An atheist, a Christian, and a Jew start talking about science and faith. This might seem like it is either the lead up to a joke or the beginning of a fight. Instead, it was the setting of a meeting convened by S. Joshua Swamidass, MD, associate professor of Pathology & Immunology in the School of Medicine and of Biomedical Engineering in the McKelvey School of Engineering. This meeting gathered scientists and theologians of nearly every stripe to discuss his new book, The Genealogical Adam and Eve (Intervarsity Press). Its argument: that there is no intrinsic contradiction between conventional evolutionary theory and belief in Adam and Eve as a couple specially created six thousand years ago.
The book offers an invitation to skeptics on all sides of the issue to consider either a world where evolution could be true, or a world where Adam and Eve could be real.
Most scientific research to date has focused on whether Adam and Eve could have passed on genetic material to everyone living; however, this doesn’t seem to be the type of ancestry the Bible is concerned with. Instead, the Bible is quite concerned with genealogy; extended genealogies fill eleven chapters of Genesis. Who begat whom, and what is the history of their line? This is an entirely different question, and as it turns out, one that can be explored with population genetics. While all genetic ancestors are genealogical ancestors, the inverse is not necessarily true.
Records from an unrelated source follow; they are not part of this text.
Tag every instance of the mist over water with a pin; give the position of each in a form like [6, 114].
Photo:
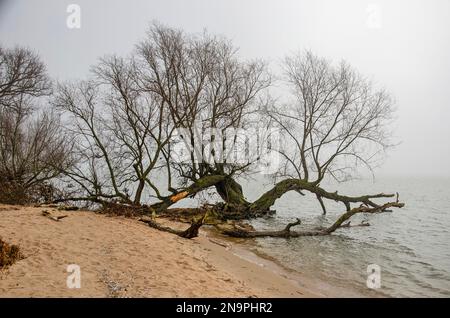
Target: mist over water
[410, 244]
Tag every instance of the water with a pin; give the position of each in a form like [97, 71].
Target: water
[411, 245]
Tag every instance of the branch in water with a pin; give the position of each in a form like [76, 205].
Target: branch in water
[286, 232]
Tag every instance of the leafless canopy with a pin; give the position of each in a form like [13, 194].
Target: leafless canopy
[337, 121]
[32, 149]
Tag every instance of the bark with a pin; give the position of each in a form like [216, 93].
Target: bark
[231, 192]
[286, 232]
[190, 232]
[268, 199]
[198, 186]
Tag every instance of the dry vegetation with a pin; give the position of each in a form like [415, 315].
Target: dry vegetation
[9, 254]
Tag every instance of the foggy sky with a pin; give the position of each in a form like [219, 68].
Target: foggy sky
[402, 45]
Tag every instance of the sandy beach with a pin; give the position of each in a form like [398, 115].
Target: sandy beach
[122, 257]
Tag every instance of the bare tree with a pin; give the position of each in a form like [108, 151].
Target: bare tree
[32, 149]
[337, 123]
[207, 88]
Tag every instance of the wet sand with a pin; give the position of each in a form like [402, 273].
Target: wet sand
[122, 257]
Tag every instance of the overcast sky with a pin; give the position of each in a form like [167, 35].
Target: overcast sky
[403, 45]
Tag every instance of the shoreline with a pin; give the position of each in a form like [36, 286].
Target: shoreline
[122, 257]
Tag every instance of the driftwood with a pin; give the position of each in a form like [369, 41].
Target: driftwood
[53, 217]
[286, 232]
[190, 232]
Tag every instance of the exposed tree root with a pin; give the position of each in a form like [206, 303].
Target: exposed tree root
[9, 254]
[53, 217]
[190, 232]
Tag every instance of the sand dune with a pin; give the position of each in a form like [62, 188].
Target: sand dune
[122, 257]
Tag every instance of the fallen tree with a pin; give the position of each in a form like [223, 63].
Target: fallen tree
[190, 232]
[286, 232]
[239, 231]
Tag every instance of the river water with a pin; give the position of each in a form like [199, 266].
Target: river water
[411, 246]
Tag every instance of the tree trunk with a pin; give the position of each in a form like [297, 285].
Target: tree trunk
[199, 185]
[231, 192]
So, what does this mean for Adam and Eve? Well, in 2004, a computer simulation of life on Earth was created to test and see when the most recent common ancestor for all humans was. The researchers put higher barriers than historically existed to stack the odds against there being a common ancestor in the recent past. Despite this, the results, published in Nature, found common ancestors only two or three thousand years ago.
Most of these common ancestors are genetic ghosts, meaning that though they are your ancestor, you have inherited no DNA from them. This means that universal ancestors are both surprisingly recent and surprisingly hidden. Swamidass also includes engrossing theological, historical, and philosophical tidbits sprinkled in amidst the science. The book and author are truly making room for many voices at the table of discussion.
The cover art plays a critical role here as it marries DNA strands with a reflective gold foil reminiscent of Makoto Fujimura’s paintings. The cover brings together art, theology, and science much as the book itself attempts to create a common ground between these diverse modes of seeing and making sense of the world.